La deuxième chose encore plus compliquée, c’est que Dieu a choisi de nous rassembler précisément « comme corps ». C’est tout autre chose. Quand je parlais tout à l’heure des Etats et des nations, comment envisager leur l’unité ? Nous parlions de projet commun, intellectuel, spirituel, volontaire avec un héritage de culture en amont. Mais dans l’Église, saint Paul est formel : ce qui fait l’Église, ce ne sont pas nos idées, ni nos projets, ni ce que nous pensons : c’est le Corps du Christ qui nous est donné pour que nous devenions un seul corps. Comprenez-vous pourquoi l’eucharistie est si importante ? Ce n’est pas seulement l’heure pendant laquelle on vient recharger spirituellement ses accumulateurs ; l’Église, l’eucharistie, c’est le moment où nous sommes réellement, physiquement, constitués Corps du Christ. Nous devenons corps par le Corps du Christ. Au moment où nous nous approchons de l’autel pour recevoir le Corps et le Sang du Christ, nous recevons à ce moment-là la plénitude même de notre lien de peuple de Dieu, et il n’y en a pas de plus grand. C’est pour cela qu’il y a la présence réelle, ce n’est pas que Jésus a voulu se démultiplier de cette façon-là à défaut de faire faire des statues en plastique, en disant qu’avec le pain, c’était plus simple. Non ! C’est parce qu’à travers le pain et le vin, Il veut être Lui-même le lien politique de cette société qui est l’Église. Il faut donc que le pain soit son Corps à Lui, et que le vin soit son Sang à Lui, sinon cela ne tient pas. C’est tout le problème : le Christ veut être le lien. C’est bien plus qu’un héritage, c’est bien plus vaste que des projets et des idées, c’est bien davantage que des initiatives philanthropiques, c’est Lui le lien politique, c’est Lui la société, c’est Lui le corps. Il donne son corps à travers le pain et le vin pour que nous devenions son Corps réel, son Corps ecclésial. C’est cela l’eucharistie. C’est pour cette raison qu’on la célèbre chaque dimanche, ce n’est pas pour maintenir simplement le moral des troupes, c’est vraiment pour faire que l’unité soit rendue réelle et visible. Quand tous ensembles nous communions, il n’y a pas de manifestation supérieure à l’être de l’Église que cela.

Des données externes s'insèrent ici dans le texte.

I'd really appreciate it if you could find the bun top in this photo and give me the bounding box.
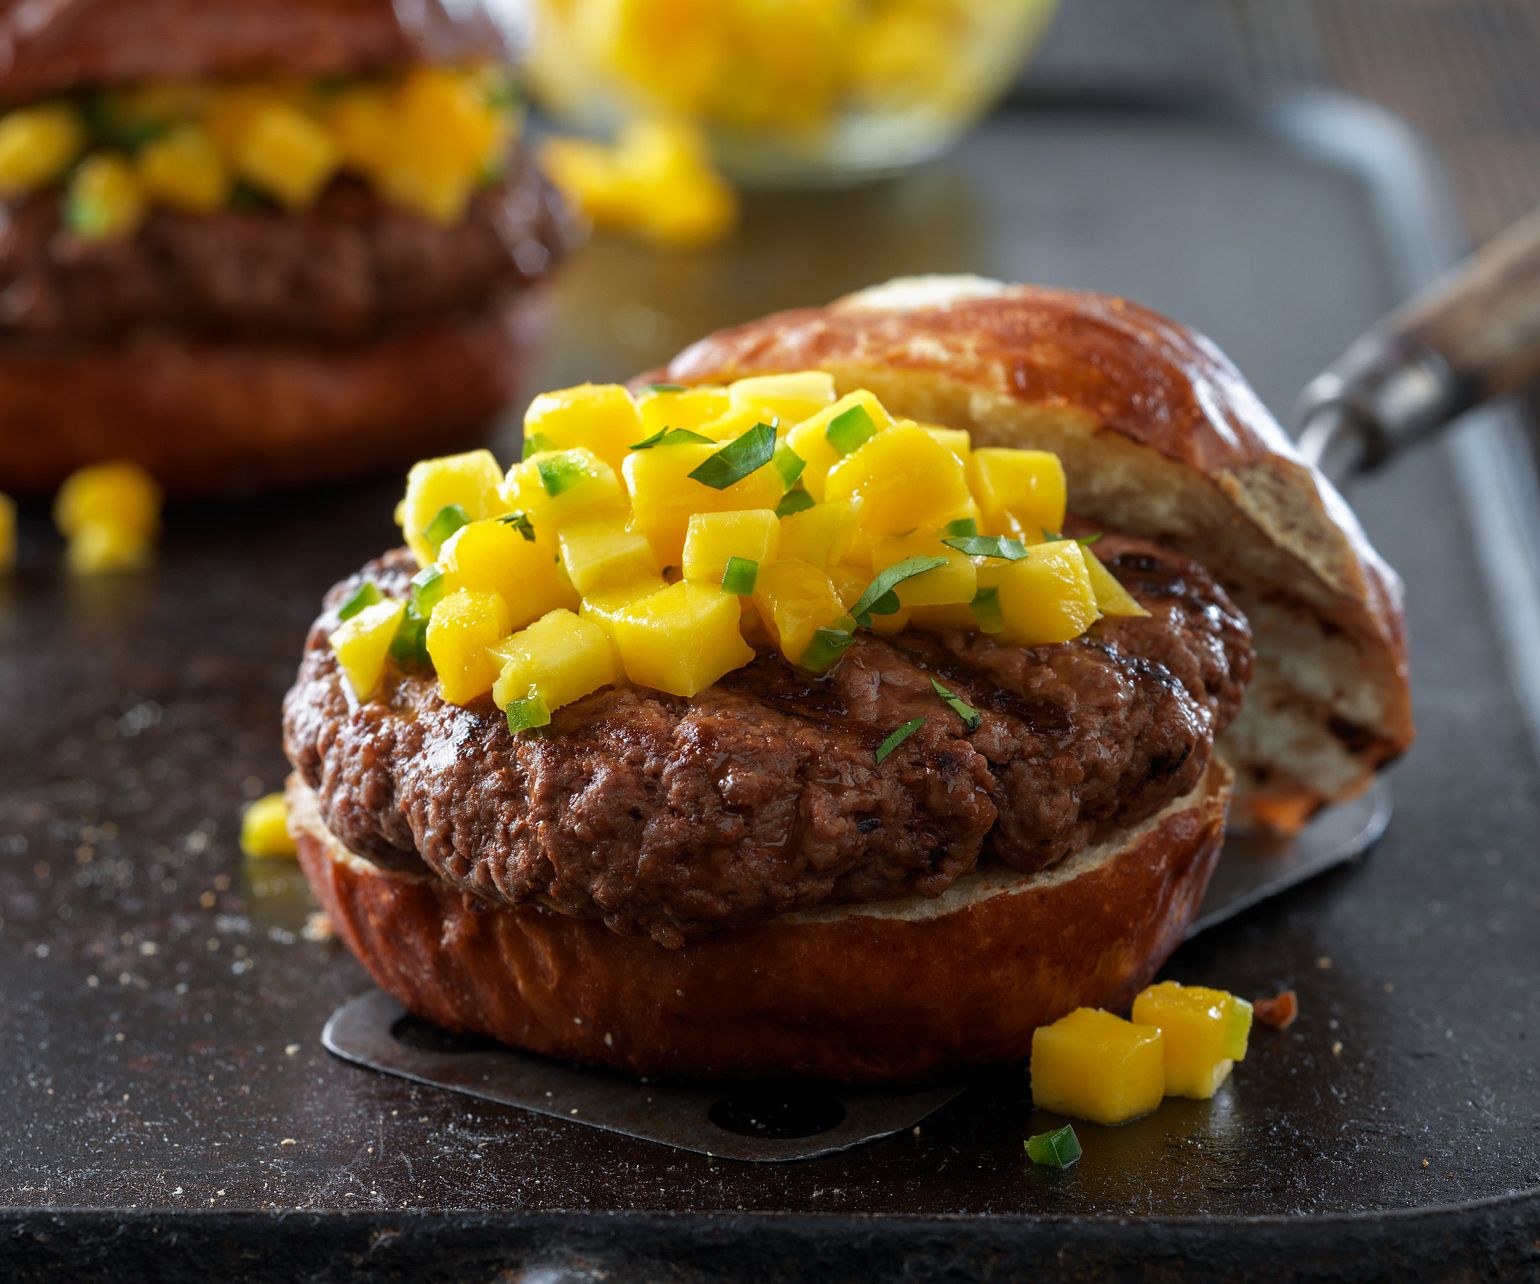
[662,275,1415,827]
[0,0,512,103]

Nous sommes pleinement l’Église. Même s’il n’y a pas le pape, peu importe ! C’est à partir du moment où nous célébrons en recevant le Corps du Christ et qu’Il nous fait corps, Dieu ne peut rien faire de plus pour le monde, Il ne peut rien faire de plus pour nous. C’est à ce moment-là qu’Il nous constitue comme son peuple.

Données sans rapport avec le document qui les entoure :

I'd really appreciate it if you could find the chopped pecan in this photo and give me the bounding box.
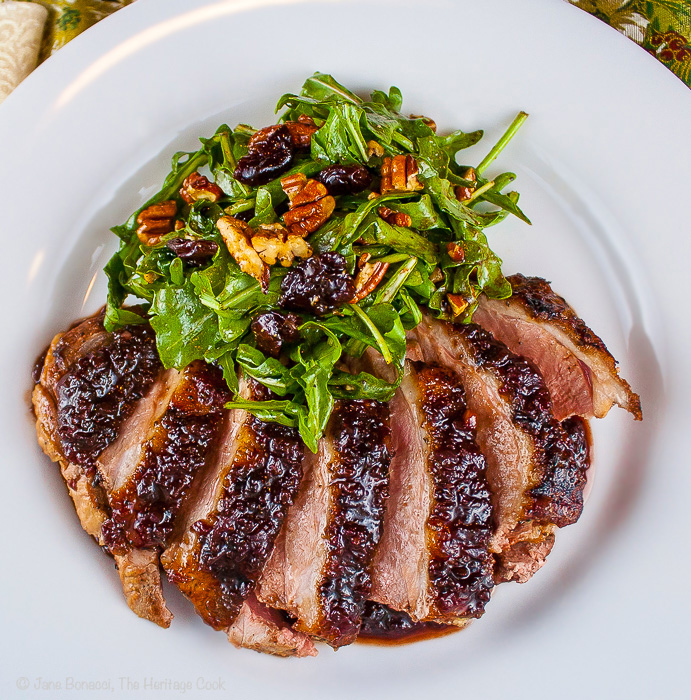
[284,116,319,149]
[351,261,389,303]
[280,172,309,203]
[280,174,336,236]
[447,293,469,316]
[378,205,412,228]
[250,224,312,267]
[430,266,444,283]
[136,200,177,245]
[446,241,465,262]
[179,172,224,204]
[358,252,372,268]
[380,155,423,195]
[455,167,477,202]
[367,140,385,158]
[216,215,269,290]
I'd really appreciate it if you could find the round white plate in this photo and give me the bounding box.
[1,0,689,698]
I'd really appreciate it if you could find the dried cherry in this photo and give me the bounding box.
[234,125,294,186]
[166,237,219,266]
[279,252,355,315]
[316,164,373,196]
[251,311,301,357]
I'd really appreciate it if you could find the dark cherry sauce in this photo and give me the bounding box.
[459,323,585,528]
[54,322,162,467]
[417,366,494,619]
[195,383,304,629]
[358,602,457,645]
[102,362,229,555]
[319,400,391,647]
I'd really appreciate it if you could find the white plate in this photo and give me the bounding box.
[1,0,689,698]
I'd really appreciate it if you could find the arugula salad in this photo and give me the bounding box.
[104,73,529,451]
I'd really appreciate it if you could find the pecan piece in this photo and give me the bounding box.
[250,224,313,267]
[447,293,469,316]
[280,174,336,237]
[380,155,423,194]
[216,216,269,290]
[446,241,465,262]
[179,172,224,204]
[351,261,390,303]
[455,167,477,202]
[378,205,412,228]
[136,200,177,245]
[284,115,319,149]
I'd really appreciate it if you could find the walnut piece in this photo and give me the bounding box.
[351,261,389,302]
[378,205,412,228]
[136,200,177,245]
[216,215,269,290]
[179,172,224,204]
[251,224,313,267]
[367,140,385,158]
[280,173,335,237]
[455,167,477,202]
[380,155,423,195]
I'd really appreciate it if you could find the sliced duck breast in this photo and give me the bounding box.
[367,355,494,625]
[474,274,641,421]
[408,314,590,584]
[32,312,162,543]
[97,360,230,627]
[258,398,391,647]
[227,594,317,658]
[161,380,304,636]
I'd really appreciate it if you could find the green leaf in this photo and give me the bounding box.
[226,399,303,428]
[150,283,220,367]
[422,174,484,227]
[329,370,399,401]
[300,72,362,104]
[359,217,439,264]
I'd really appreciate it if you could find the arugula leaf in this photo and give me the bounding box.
[150,282,220,367]
[102,74,529,447]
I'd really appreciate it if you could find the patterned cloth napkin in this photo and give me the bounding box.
[568,1,691,85]
[0,1,48,103]
[2,0,691,98]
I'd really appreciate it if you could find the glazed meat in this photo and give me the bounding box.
[33,312,162,544]
[33,272,640,655]
[227,594,317,658]
[474,274,641,421]
[161,380,304,633]
[408,315,589,583]
[258,399,391,647]
[97,361,230,626]
[368,359,493,625]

Vous comprenez, il y a des moments où je suis furieux qu’on ait réduit l’assemblée eucharistique du dimanche à de la « pratique ». On a utilisé les coordonnées dont on disposait à une époque, mais il faut bien reconnaître que cela n’a pas de sens. La messe n’est pas une pratique, ce n’est pas « on pratique ou on ne pratique pas ». L’eucharistie est la manifestation de l’Église comme Corps du Christ, ce sont nos élections à nous, chaque dimanche à l’eucharistie. C’est notre acte politique par excellence, il n’y en a pas de plus haut, il n’y en a pas de plus grand. Tous les autres sacrements, toute la vie de l’Église est centrée là-dessus. Au moment où nous célébrons et recevons le Corps et le Sang du Christ, nous sommes le peuple, le corps constitué par le Corps du Christ. C’est la seule société au monde qui fonctionne de cette manière. Cette réalité-là, c’est le moment où le Christ se fait nourriture, Corps, pour nous faire exister comme corps. A partir de là, tout s’enchaîne, toute la manière dont nous vivons, dont nous faisons rayonner cette puissance de la grâce du Christ découle de cet acte souverain, politique par lequel nous avons reconnu que nous étions par pure grâce, sans que nous n’y soyons pour rien, rattachés, fondés enracinés dans le Corps du Christ. Amen.